From: Leonardo Bras Soares Passos <leobras@redhat.com>
To: Juan Quintela <quintela@redhat.com>
Cc: "Daniel P. Berrangé" <berrange@redhat.com>,
qemu-devel <qemu-devel@nongnu.org>,
"Jason Wang" <jasowang@redhat.com>,
"Dr. David Alan Gilbert" <dgilbert@redhat.com>,
"Peter Xu" <peterx@redhat.com>,
"Markus Armbruster" <armbru@redhat.com>,
"Eric Blake" <eblake@redhat.com>
Subject: Re: [PATCH v4 2/3] QIOChannelSocket: Implement io_writev_zerocopy & io_flush_zerocopy for CONFIG_LINUX
Date: Wed, 3 Nov 2021 17:50:13 -0300 [thread overview]
Message-ID: <CAJ6HWG7g+5vEZGPLDCBLGqgSbaDmeS6MAeYwZfnJNXsqmhgA6Q@mail.gmail.com> (raw)

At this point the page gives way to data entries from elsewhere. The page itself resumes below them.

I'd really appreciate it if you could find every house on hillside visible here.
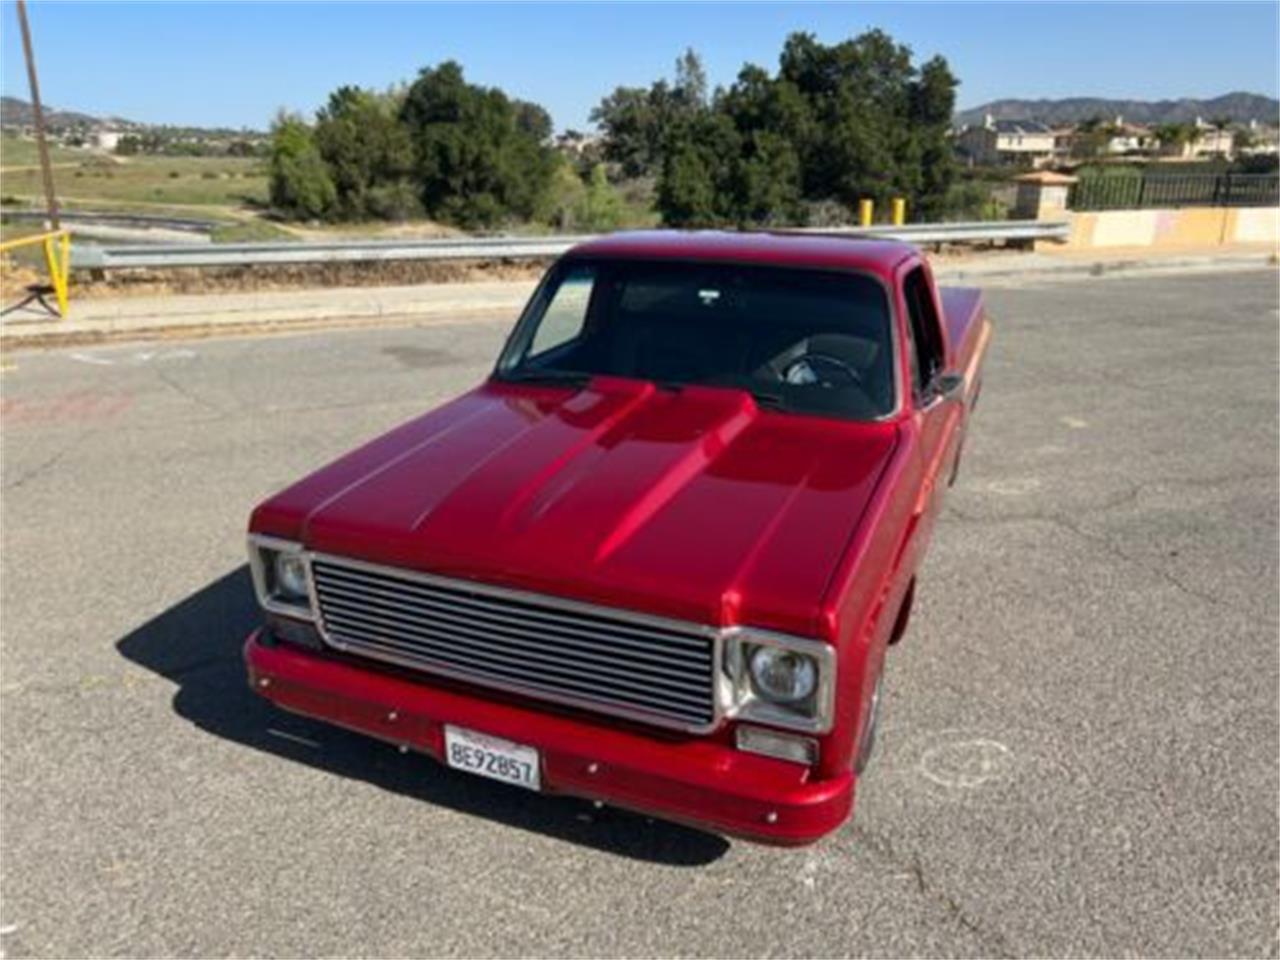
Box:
[1239,119,1280,156]
[92,128,122,152]
[954,115,1056,168]
[1103,117,1156,156]
[555,130,602,156]
[1158,117,1236,159]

In-Reply-To: <87o872k8et.fsf@secure.mitica>
On Tue, Nov 2, 2021 at 10:13 AM Juan Quintela <quintela@redhat.com> wrote:
>
> Leonardo Bras <leobras@redhat.com> wrote:
> > For CONFIG_LINUX, implement the new optional callbacks io_write_zerocopy and
> > io_flush_zerocopy on QIOChannelSocket, but enables it only when MSG_ZEROCOPY
> > feature is available in the host kernel, which is checked on
> > qio_channel_socket_connect_sync()
> >
> > qio_channel_socket_writev() contents were moved to a helper function
> > qio_channel_socket_writev_flags() which accepts an extra argument for flags.
> > (This argument is passed directly to sendmsg().
> >
> > The above helper function is used to implement qio_channel_socket_writev(),
> > with flags = 0, keeping it's behavior unchanged, and
> > qio_channel_socket_writev_zerocopy() with flags = MSG_ZEROCOPY.
> >
> > qio_channel_socket_flush_zerocopy() was implemented by counting how many times
> > sendmsg(...,MSG_ZEROCOPY) was sucessfully called, and then reading the
> > socket's error queue, in order to find how many of them finished sending.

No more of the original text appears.